In an interview with UM News, Dr. Agarwal said of technique’s importance, “Recreating human organ-level complexity in a dish, in both health and in disease, opens up several important applications. We can now test drug molecules before running clinical trials, dive deep into disease mechanisms, and create better stem cells for therapy.”

The current models of human disease being developed focus on cardiac conditions, type 1 diabetes, stage IV lung cancer, and idiopathic pulmonary fibrosis (IPF), a progressive fatal disease in which the lung tissue becomes thick and scarred, compromising the pulmonary function.

The process underlying the development of a human organ on a chip follows the concept of having a design, building it and testing it. “Once we get interested in a disease model (typically through a clinical collaboration/announcement of a new funding initiative), we start with a physiology textbook. We study the template of how the body builds that organ and use that as a design template for our efforts in the lab,” said Dr. Agarwal. “In addition to mimicking the organ level structure, our devices allow evaluation of organ level function. We then populate these devices with cellular material sourced from human patients or stem cells. Based on the behavior of engineered tissues, we modify and optimize our devices. The last crucial step is validation by comparing our lab discoveries with clinical outputs.”

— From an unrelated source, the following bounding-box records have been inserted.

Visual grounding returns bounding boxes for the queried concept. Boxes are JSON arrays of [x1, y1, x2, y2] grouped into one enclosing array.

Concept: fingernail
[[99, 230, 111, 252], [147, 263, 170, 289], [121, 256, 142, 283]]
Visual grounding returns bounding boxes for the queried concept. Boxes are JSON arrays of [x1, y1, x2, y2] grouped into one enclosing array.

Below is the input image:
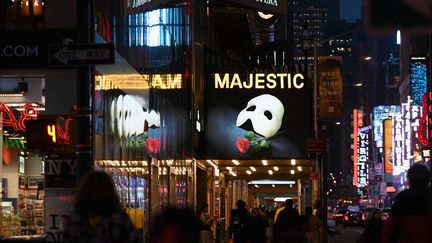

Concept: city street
[[327, 225, 364, 243]]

“Our tools will enable cheaper and faster drug development, discovery of therapies for some of the most intractable human diseases (such as type 1 diabetes, heart failure, lung cancer, and pulmonary fibrosis), and help make stem cell therapy a reality. Right now, drug testing is first done on animals before it is approved for use on humans. That process is not always successful, and it is very expensive. We think we can make animal testing irrelevant,” Dr. Agarwal concluded.

Currently, the team is developing three specific models: Pulmonary Fibrosis on a Chip, Diabetes on a Chip, and Heart on a Chip. The next step in the “Human Organs on Chips” project is the validation of the technique by clinicians, who are directly involved in disease treatment, and pharmaceutical companies, which are developing new drugs.